Wenn du vor zehn Jahren in den Gentleman Loser marschiert wärst und versucht hättest, einem der Top-Jockeys weiszumachen, du hättest mit Geistern in der Matrix gesprochen, hätten sie dich für verrückt gehalten.«
    »Für’nen Wilson«, warf Bobby ein, der sich ausgeschlossen fühlte und sich nicht mehr so wichtig vorkam.
    Der Finne sah ihn ausdruckslos an. »Was?«
    »Für’nen Wilson.’nen Versager. Na ja, das ist Hotdogger-Slang …«
    Der Finne sah ihn sehr eigenartig an. »Meine Güte. Das ist euer Ausdruck dafür, hm? Herrgott, ich kenn den Mann.«
    »Wen?«
    »Bodine Wilson. Der Erste, den ich kenne, der’s zu’ner Redewendung gebracht hat.«
    »War er wirklich so blöd?«, fragte Bobby und bereute es sofort.
    »Blöd? Nee, Mann, der war schlau wie’n Fuchs.« Der Finne drückte seine Zigarette in einem gesprungenen Campari-Keramikascher aus. »War einfach’n totaler Verlierer, das ist alles. Hat mal mit der Dixie-Flatline gearbeitet …« Die blutunterlaufenen gelben Augen bekamen einen entrückten Ausdruck.

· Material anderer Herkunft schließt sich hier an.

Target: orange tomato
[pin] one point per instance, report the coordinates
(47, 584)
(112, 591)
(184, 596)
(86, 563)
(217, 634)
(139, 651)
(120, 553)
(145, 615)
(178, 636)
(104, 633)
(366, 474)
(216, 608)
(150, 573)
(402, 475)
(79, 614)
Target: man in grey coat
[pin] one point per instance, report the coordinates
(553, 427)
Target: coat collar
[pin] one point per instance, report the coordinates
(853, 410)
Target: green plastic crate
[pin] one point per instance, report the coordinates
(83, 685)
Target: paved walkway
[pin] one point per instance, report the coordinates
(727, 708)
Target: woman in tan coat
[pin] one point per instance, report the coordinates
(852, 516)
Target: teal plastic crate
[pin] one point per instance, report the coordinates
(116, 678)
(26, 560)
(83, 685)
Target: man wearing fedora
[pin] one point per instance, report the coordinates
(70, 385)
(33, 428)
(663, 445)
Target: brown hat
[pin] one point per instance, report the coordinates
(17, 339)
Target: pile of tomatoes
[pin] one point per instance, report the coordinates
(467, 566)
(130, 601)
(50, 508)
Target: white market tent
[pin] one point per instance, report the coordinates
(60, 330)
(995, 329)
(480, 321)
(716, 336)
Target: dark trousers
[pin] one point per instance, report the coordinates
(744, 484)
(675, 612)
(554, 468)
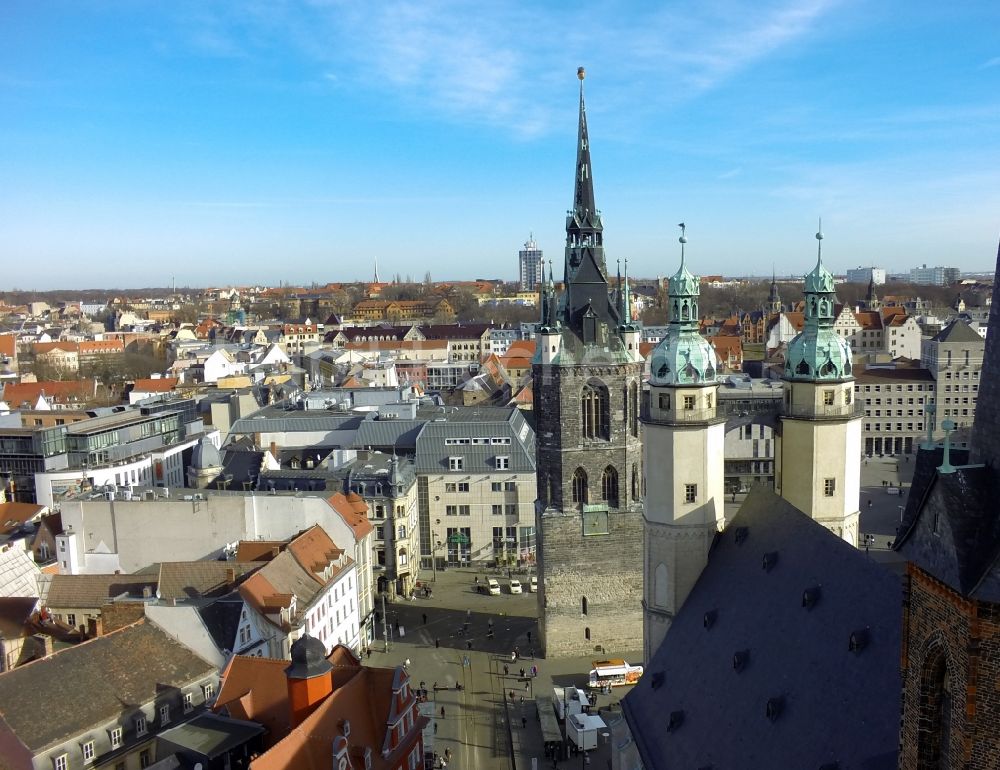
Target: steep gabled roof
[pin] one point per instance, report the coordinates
(748, 634)
(950, 527)
(109, 675)
(958, 331)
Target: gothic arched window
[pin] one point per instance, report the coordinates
(595, 412)
(580, 486)
(934, 737)
(633, 407)
(660, 586)
(609, 486)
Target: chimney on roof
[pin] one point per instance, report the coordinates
(310, 678)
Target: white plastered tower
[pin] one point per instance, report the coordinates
(683, 451)
(817, 455)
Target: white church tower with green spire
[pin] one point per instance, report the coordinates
(683, 451)
(817, 466)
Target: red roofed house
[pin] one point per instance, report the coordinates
(326, 711)
(310, 587)
(64, 356)
(141, 389)
(730, 353)
(52, 394)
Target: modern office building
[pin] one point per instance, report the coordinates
(530, 260)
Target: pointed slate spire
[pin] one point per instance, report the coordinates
(583, 196)
(586, 277)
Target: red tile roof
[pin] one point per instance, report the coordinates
(353, 511)
(161, 385)
(8, 345)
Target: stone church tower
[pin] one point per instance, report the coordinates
(586, 379)
(817, 458)
(683, 450)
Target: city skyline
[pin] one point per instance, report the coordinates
(247, 143)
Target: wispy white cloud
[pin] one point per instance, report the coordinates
(501, 63)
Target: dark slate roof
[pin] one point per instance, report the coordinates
(222, 619)
(86, 591)
(15, 612)
(796, 655)
(200, 579)
(950, 527)
(401, 434)
(110, 676)
(433, 449)
(958, 331)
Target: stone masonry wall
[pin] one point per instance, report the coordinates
(604, 569)
(936, 617)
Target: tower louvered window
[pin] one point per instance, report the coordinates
(595, 412)
(609, 486)
(580, 486)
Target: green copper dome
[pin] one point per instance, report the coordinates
(683, 283)
(683, 357)
(820, 280)
(818, 353)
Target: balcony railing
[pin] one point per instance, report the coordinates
(824, 411)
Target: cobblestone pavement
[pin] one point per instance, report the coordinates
(447, 640)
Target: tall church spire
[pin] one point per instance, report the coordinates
(583, 197)
(588, 309)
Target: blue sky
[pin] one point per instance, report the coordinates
(258, 142)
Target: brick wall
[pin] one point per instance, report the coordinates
(942, 627)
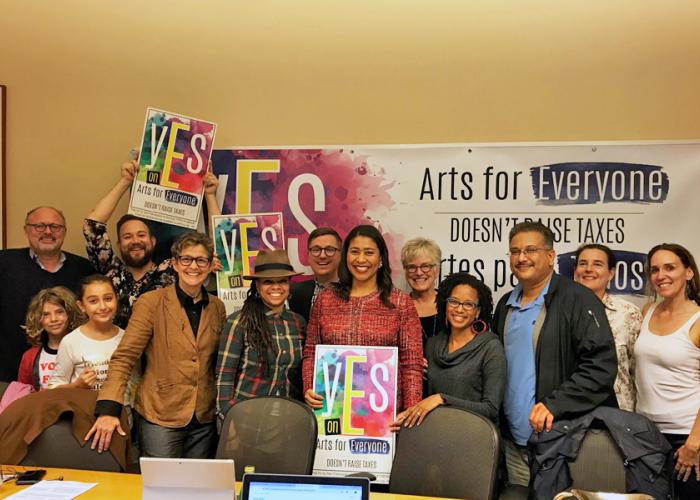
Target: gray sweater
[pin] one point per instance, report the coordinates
(472, 377)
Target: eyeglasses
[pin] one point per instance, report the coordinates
(412, 268)
(468, 305)
(316, 251)
(187, 261)
(515, 252)
(41, 227)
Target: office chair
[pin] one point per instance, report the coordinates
(453, 453)
(57, 446)
(273, 434)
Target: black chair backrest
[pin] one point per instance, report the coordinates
(453, 453)
(273, 434)
(599, 464)
(57, 446)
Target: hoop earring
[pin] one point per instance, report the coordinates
(479, 326)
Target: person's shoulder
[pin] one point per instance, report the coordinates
(302, 286)
(14, 254)
(400, 298)
(72, 338)
(491, 341)
(31, 352)
(565, 287)
(619, 303)
(154, 296)
(78, 261)
(218, 303)
(290, 315)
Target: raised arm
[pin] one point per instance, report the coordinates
(105, 207)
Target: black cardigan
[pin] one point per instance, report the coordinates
(575, 358)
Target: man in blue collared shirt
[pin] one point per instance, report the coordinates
(559, 348)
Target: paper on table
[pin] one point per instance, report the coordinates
(53, 490)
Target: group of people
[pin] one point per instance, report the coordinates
(553, 348)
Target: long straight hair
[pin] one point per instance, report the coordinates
(384, 282)
(692, 288)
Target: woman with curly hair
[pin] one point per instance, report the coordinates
(466, 362)
(260, 347)
(667, 354)
(365, 309)
(52, 313)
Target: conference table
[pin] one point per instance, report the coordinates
(114, 485)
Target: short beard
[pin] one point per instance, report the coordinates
(131, 262)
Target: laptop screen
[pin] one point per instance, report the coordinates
(273, 487)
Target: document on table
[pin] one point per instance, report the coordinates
(53, 490)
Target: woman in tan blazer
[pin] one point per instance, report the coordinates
(178, 329)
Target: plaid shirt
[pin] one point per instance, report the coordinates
(104, 260)
(366, 321)
(240, 374)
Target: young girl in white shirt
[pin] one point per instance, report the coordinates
(84, 354)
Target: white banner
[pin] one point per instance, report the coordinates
(629, 196)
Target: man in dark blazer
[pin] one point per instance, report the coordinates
(324, 245)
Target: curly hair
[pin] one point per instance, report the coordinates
(384, 282)
(253, 321)
(59, 296)
(692, 288)
(483, 292)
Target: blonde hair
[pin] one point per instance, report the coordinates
(413, 248)
(59, 296)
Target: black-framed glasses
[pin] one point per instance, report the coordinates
(187, 261)
(425, 268)
(41, 227)
(467, 305)
(516, 252)
(329, 251)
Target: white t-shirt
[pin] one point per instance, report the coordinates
(47, 364)
(78, 352)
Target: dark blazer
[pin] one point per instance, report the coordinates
(648, 456)
(300, 296)
(575, 358)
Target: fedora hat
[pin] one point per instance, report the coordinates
(272, 264)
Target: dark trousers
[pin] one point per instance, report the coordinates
(690, 489)
(195, 440)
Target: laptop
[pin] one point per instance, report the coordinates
(292, 487)
(187, 478)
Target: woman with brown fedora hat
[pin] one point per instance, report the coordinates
(260, 349)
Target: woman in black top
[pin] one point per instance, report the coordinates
(466, 361)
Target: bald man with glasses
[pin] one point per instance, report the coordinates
(26, 271)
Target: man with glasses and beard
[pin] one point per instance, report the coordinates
(324, 244)
(26, 271)
(133, 272)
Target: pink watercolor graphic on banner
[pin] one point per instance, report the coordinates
(350, 190)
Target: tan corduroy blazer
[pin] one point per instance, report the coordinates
(179, 377)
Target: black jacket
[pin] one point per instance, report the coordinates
(648, 456)
(300, 296)
(575, 359)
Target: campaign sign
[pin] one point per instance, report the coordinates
(175, 152)
(358, 385)
(237, 241)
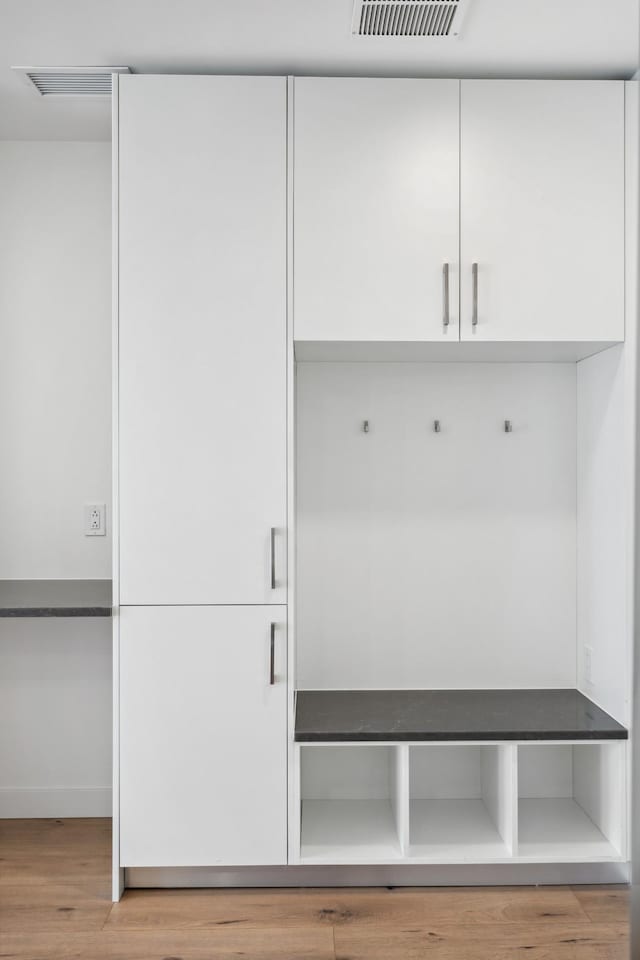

    »Finne«, sagte Lucas, »woher hast du den Eisbrecher, den du uns verkauft hast?«
    Der Finne sah ihn düster an. »Ich bin jetzt vierzig Jahre im Geschäft, Lucas. Weißt du, wie oft mir diese Frage schon gestellt worden ist? Weißt du, wie oft ich schon tot wäre, wenn ich sie beantwortet hätte?«
    Lucas nickte. »Geb ich zu. Aber du solltest auch was zugeben.« Er richtete den Zahnstocher auf den Finnen, als wollte er ihn damit aufspießen. »In Wirklichkeit hockst du nämlich nur deshalb hier und quasselst so rum, weil du glaubst, die drei kalten Brüder da oben hätten was mit dem Eisbrecher zu tun, den du uns verkauft hast. Und du hast aufgehorcht, als
Bobby erzählt hat, dass die Wohnung seiner Mutter in die Luft gejagt wurde, stimmt’s?«
    Der Finne zeigte Zähne. »Kann sein.«
    »Jemand hat dich auf dem Kieker, Finne. Die drei toten Ninjas da oben kosten jemand’ne Stange Geld. Wenn sie nicht zurückkommen, wird dieser jemand noch entschlossener sein, Finne.«
    Die blutunterlaufenen gelben Augen blinzelten. »Sie hatten alles dabei, was man braucht, um jemand auszuknipsen«, sagte er, »aber einer von denen hatte auch noch was anderes dabei. Sachen, mit denen man Leute zum Reden bringt.« Seine nikotinfleckigen Finger, bräunlich wie Schabenflügel, kamen nach oben und massierten bedächtig die schmale Oberlippe. »Ich hab’s von Wigan Ludgate«, sagte er.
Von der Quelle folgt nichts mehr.